Blended Different: Hydrogen Is Used For A Lot Of Stuff

Some of the widespread metaphors for hydrogen is that it’s a Swiss Military knife. It could possibly do a variety of issues, however it may possibly’t do most of them significantly nicely. When it’s low cost and the ambiance can be utilized as an open sewer with out price, it’s often the ‘greatest’ financial selection for a bunch of issues. It’s cheaper than alternate options.

One of many attention-grabbing use instances I discovered up to now couple of years is in massive electrical energy producing generators in dams, coal crops, and nuclear crops, the place it’s used as a result of its properties make it an excellent coolant that doesn’t add friction. Gigawatt-scale nuclear crops just like the 9 Mile Level reactors use a few hundred kilograms of the stuff a day. These massive generators aren’t growing in quantity, however reducing in quantity and utilization as coal goes away, after all. And the world isn’t going to be constructing 1000’s of recent nuclear crops when wind and photo voltaic are so low cost, quick, low-risk, and dependable.

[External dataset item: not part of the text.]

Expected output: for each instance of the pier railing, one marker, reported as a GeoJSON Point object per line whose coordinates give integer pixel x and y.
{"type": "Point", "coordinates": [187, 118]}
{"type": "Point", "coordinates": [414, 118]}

When the value of hydrogen to finish customers goes up considerably for all of those myriad incidental use instances, they’ll largely go searching and see if there are cheaper alternate options. They usually’ll discover them in lots of instances. Hydrogen isn’t magic or irreplaceable in a variety of processes, it was simply the economically appropriate selection at its black hydrogen value level.

Initially, I’d left this demand section alone, leaving it flat at 30 million tons a yr. However the identical financial stress to search out replacements that affect fertilizer and methanol impacts this section. I now have it slowly declining to 25 million tons a yr.

Hydrogen Demand: Off A Third By 2100

The results of all these places and takes is a decrease demand in the long run than I’d initially projected in 2100. My authentic projection was round 90 million tons, and now it’s just below 80 million tons.

Am I proper? After all not. It is a logical situation based mostly on empirical knowledge and main world traits. It’s defensible, however it’s going to be unsuitable in a number of methods. The error bars are massive, and at 77 years, I’m projecting about 76 years previous what we are literally able to doing with any accuracy.

Am I much less unsuitable than most projections? I feel so, however I’d, wouldn’t I. Time will inform.

However there are some rising knowledge factors that make it clear that the hype cycle for hydrogen for power is disappearing. One in every of them is Michael Liebreich’s ladder, the place use instances he had in play have dropped utterly out of play, like off-road car power demand. One other one is a main BCG report that just lately dropped the place the illusory consensus of US$3.20 per kilogram of inexperienced hydrogen was discovered to be unsuitable, and that US$5.30 inexperienced hydrogen was extra doubtless.

It’s not like lots of people haven’t been saying that for years, together with me. Hydrogen may be inexperienced, however it received’t be low cost. My projection is that hydrogen will are available at $6-8 per kilogram to fabricate at level of consumption, and extra when delivered after all. The consensus of $3.20 and even the fatuous $1 per kilogram was amongst STEM-illiterate monetary and coverage sorts and boosters of hydrogen for power who in lots of instances knew higher and had been mendacity deliberately.

And so, model no matter that is of my hydrogen demand situation by 2100 is now revealed. Please tear it aside and problem me. Inform me the place else I’m unsuitable, or how these adjustments are unsuitable. I dwell by post-publication skilled evaluation, with all the slings and arrows of occasional humiliation that brings.

As has been attributed to Keynes and plenty of others, “When the details change, I modify my thoughts. What do you do, sir?”